By Dr. Jean Harvey-Berino, Ph.D., R.D., The EatingWell Diet (2007)
Why keep a diary? Being more self-aware helps tip you off to behaviors and calories that contribute to weight gain, and helps you break bad habits. By writing something down you become accountable for it, and that can be incredibly motivating. In fact, food diaries are so important, we consider them essential. Get started on yours, and you’ll see why in just a day or two. Download blank food diary page (pdf).
Start by writing down everything you eat and drink today. A few ground rules:
Keep it handy. Take your food diary with you everywhere, so it’s always at the ready whenever an eating opportunity presents itself (say, that sliver of cake at a surprise office birthday celebration). For convenience, you can also use a small notepad to write down what you eat, then enter the list in your diary later.
Write it right after you bite it. That way, you won’t forget anything, especially quantities. Don’t forget condiments, like that pat of butter on your green beans. Be sure to include those “incidental” nibbles that are notoriously easy to overlook—like that last quarter of a grilled-cheese sandwich you polished off when your child left it on her plate, or that mini candy bar from the jar on your co-worker’s desk.
Be specific. Record the type and amount of food in as much detail as possible, especially portion sizes; list “10 crackers,” rather than “a handful,” or “2 cups popcorn” rather than “small bowl.”
Record calories. Look up the calorie value of the foods and drinks you’ve had today, making sure to adjust for the portion size. For example, if that portion of ham in your sandwich at lunch was larger than the 1-ounce-slice serving listed, make sure to adjust the calories accordingly. If you can’t find a food you’ve eaten on the list, check food labels or other standard calorie-counting guides.
It’s better to add up the calories as you go, rather than waiting until later; that way you’ll have a running tally of what you’ve eaten.

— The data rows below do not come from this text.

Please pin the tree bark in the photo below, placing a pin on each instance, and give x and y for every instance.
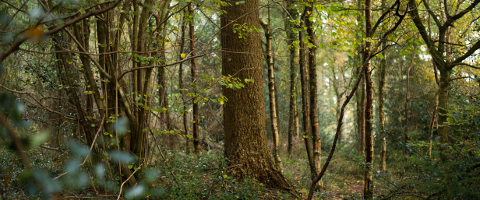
(180, 85)
(305, 102)
(312, 69)
(196, 137)
(244, 112)
(292, 49)
(271, 94)
(383, 139)
(368, 179)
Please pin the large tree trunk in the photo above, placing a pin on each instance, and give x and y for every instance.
(244, 112)
(180, 85)
(305, 106)
(360, 95)
(383, 139)
(292, 49)
(271, 93)
(196, 138)
(368, 179)
(312, 69)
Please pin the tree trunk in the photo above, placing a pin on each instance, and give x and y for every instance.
(292, 49)
(244, 112)
(305, 106)
(443, 105)
(368, 179)
(271, 93)
(196, 139)
(180, 85)
(360, 95)
(383, 154)
(312, 69)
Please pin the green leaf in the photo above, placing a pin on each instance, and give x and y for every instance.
(39, 138)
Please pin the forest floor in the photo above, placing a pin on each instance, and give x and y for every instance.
(182, 176)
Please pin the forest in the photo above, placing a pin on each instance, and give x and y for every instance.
(239, 99)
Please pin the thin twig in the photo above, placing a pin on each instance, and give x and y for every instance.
(90, 150)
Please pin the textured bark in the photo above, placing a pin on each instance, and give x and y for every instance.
(360, 95)
(292, 50)
(180, 85)
(445, 63)
(368, 179)
(244, 112)
(305, 102)
(383, 139)
(196, 138)
(381, 120)
(271, 93)
(443, 104)
(432, 123)
(312, 69)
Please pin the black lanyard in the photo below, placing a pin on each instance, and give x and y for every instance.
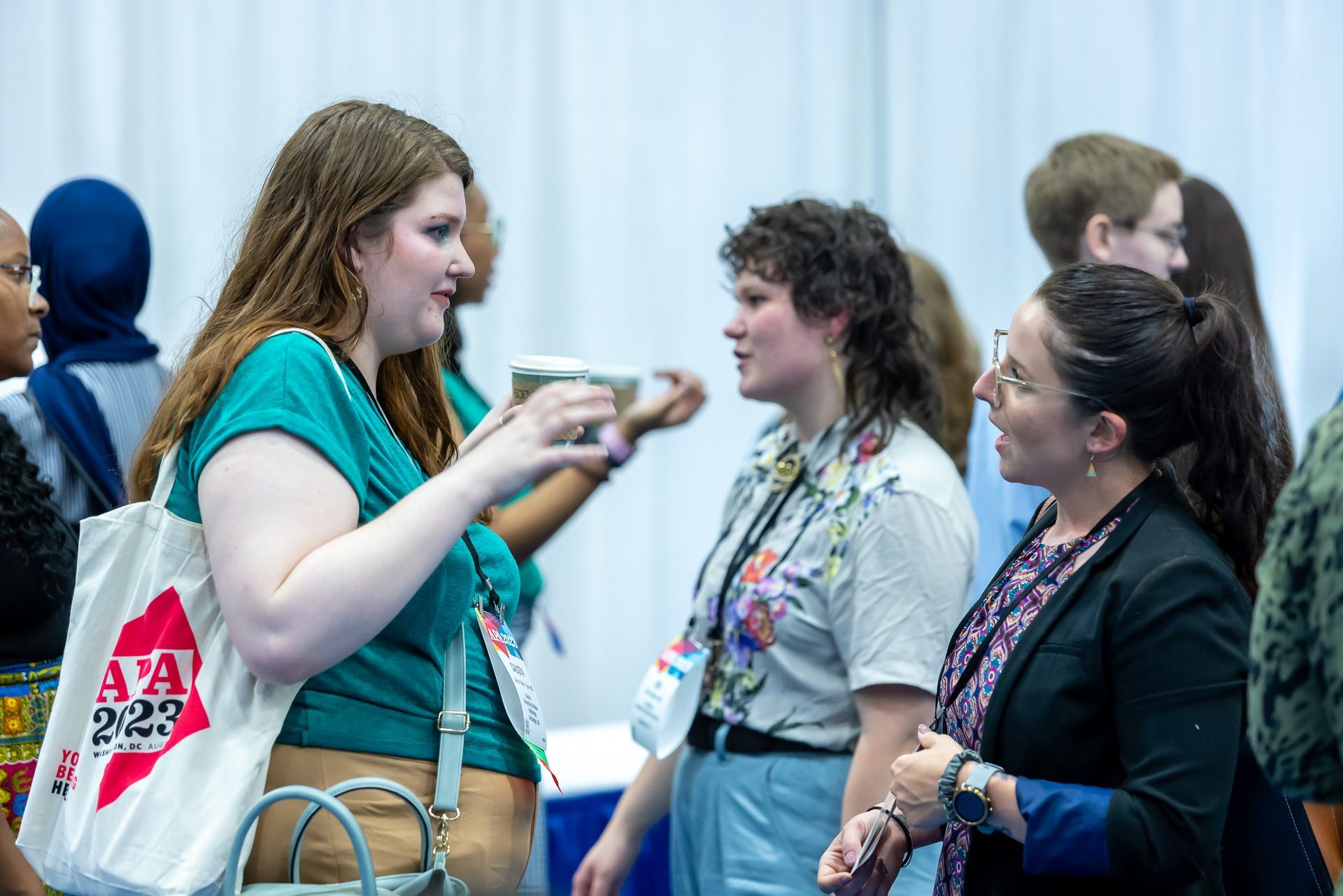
(496, 604)
(748, 547)
(978, 656)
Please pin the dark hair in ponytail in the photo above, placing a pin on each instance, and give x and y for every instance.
(1185, 376)
(845, 259)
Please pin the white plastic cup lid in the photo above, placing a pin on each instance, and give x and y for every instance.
(553, 364)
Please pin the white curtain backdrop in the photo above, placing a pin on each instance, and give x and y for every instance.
(618, 138)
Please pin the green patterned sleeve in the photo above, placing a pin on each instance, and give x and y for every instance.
(1295, 707)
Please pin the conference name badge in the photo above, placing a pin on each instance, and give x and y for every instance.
(520, 700)
(669, 696)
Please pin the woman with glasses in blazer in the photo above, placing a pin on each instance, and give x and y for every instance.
(1090, 710)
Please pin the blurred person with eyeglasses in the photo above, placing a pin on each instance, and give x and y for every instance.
(530, 519)
(85, 411)
(1096, 198)
(36, 569)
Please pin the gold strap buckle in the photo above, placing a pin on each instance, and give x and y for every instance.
(467, 722)
(441, 837)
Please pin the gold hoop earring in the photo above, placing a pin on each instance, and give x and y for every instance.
(834, 362)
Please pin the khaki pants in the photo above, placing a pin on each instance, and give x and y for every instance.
(489, 844)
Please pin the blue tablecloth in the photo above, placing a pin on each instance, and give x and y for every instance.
(572, 825)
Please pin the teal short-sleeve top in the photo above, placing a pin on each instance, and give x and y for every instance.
(471, 407)
(385, 697)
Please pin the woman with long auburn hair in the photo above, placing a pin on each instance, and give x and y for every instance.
(339, 513)
(1090, 709)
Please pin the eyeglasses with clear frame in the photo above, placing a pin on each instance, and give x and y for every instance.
(1000, 379)
(1173, 236)
(31, 273)
(493, 229)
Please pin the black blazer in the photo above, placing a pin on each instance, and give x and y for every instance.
(1131, 677)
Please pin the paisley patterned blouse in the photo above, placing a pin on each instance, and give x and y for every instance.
(966, 716)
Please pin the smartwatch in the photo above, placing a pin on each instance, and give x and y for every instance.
(970, 802)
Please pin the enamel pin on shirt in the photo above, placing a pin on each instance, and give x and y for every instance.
(879, 828)
(669, 696)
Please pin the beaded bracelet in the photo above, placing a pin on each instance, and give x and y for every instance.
(904, 827)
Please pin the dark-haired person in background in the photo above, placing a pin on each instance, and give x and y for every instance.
(841, 567)
(531, 518)
(1095, 198)
(954, 353)
(36, 571)
(1263, 846)
(1090, 709)
(87, 407)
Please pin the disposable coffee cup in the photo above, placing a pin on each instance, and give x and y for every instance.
(623, 383)
(534, 371)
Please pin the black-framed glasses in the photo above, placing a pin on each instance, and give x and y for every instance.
(26, 273)
(1000, 379)
(1173, 236)
(493, 229)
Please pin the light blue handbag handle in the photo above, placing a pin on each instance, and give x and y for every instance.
(350, 786)
(367, 883)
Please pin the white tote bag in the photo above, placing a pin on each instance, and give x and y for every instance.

But if you don’t have time to do the math each time, don’t sweat it. Do the best you can, and add up the numbers at the end of the day.
There’s no denying that keeping a food diary takes time, especially in the beginning as you learn the ropes. But there’s also no denying that it really works. Simply put, studies show that people who use food diaries tend to lose more weight and keep it off longer than those who don’t. Food diaries are so important, we consider them essential. You’ll see why in just a day or two.
If you’re feeling overwhelmed at the idea of a food diary, you’re probably someone who will benefit the most from this kind of approach. It might be the first time that you’ve stepped back and really paid attention to your daily eating behavior, and you might be amazed at what it shows you about yourself.
Keep in mind that like all habits, recording in your food diary will get easier over time, as it becomes instinctive. You’ll notice you eat many of the same foods from day to day, so you won’t have to look up their calories every time. (Your previous days’ diary entries will serve as a handy reference for calorie counts too.) You’ll quickly memorize the calorie counts in your staples—about 70 in half an English muffin, 140 if you eat the whole thing, 35 more if you spread on a pat of butter.